薪は燃え、物置の屋根は焦げ、煙が村中に立ちこめる。
遠巻きに見ていた村人たちは、またもため息をついた。
「またカイルか……」
「これだから発明家気取りは……」
「リナちゃんも苦労するねぇ……」
リナは必死に水をかけながら、心の底から思った。
——これだから魔法のほうが、百倍マシだったってば!!
物置がほとんど炭になりかけた頃、どうにか火は消し止められた。
煙が立ちこめる中、煤だらけのリナとカイルが村の路地裏で向かい合っていた。
「カイルっ……!! 何回目!? 何回目なの!? 物置を火事にするの、これで!!」
「し、仕方ないだろ! 改良中なんだ! 魔法が使えなくなったんだから、発明するしかないじゃないか!」
「だからって、毎回毎回、火事を起こしてどうするのよおおおおお!!」
リナは地面に落ちていた残りの薪でカイルの頭を小突いた。
カイルは「痛い痛い」と言いながら、どこか誇らしげに胸を張る。
「でもな、リナ! 今日のは前のより確実に進歩してたんだぞ! 火が前より遠くまで飛んだだろ!?」
「進歩の方向が間違ってるのよおおおおおおおっ!!」
再びゴンッと薪がカイルの頭を叩いた。
村の犬が遠くで吠え、通りかかったおばあちゃんが「またやってるよ」と呟く。
カイルは頭を押さえながら、目をきらきらさせて続けた。
「でもな! 俺は諦めない! 火を起こすだけじゃない! いつか『自動お皿洗い機』とか、『空飛ぶ荷物運び箱』とか……魔法に負けない便利道具を作ってやるんだ!」
「その前に物置を残しなさいっ! あと私の心臓もっ!」
「心臓は鍛えとけ!」
「ふざけるなあああああ!!」
再びゴンッ。
カイルは後頭部を押さえながら、ふっと真顔に戻った。
リナも思わず口をつぐむ。
「……なあ、リナ。

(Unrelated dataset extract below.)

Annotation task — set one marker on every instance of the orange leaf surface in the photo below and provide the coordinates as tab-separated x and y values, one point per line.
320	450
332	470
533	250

俺たちが何もしなかったら、このまま村はずっと不便なままだ。
勇者様のしたことは……間違ってない。でも、みんなの暮らしは確かに壊れた。
だから俺は諦めない。魔法が戻らないなら、俺が新しい“魔法”を作る。」
リナは煤まみれのカイルの顔を見て、思わず笑ってしまった。
笑いながら、涙が少しにじんだ。
「……うん。わかった。
でも……お願いだから、次こそ火事はなしでお願いね……」
「任せろ! 次は爆発系だから火は使わない!」
「いやもっと最悪じゃない!? 爆発ってなに!? カイルのばかーーー!!」
路地裏に、煙と怒声と、ほんの少しの笑い声が響いた。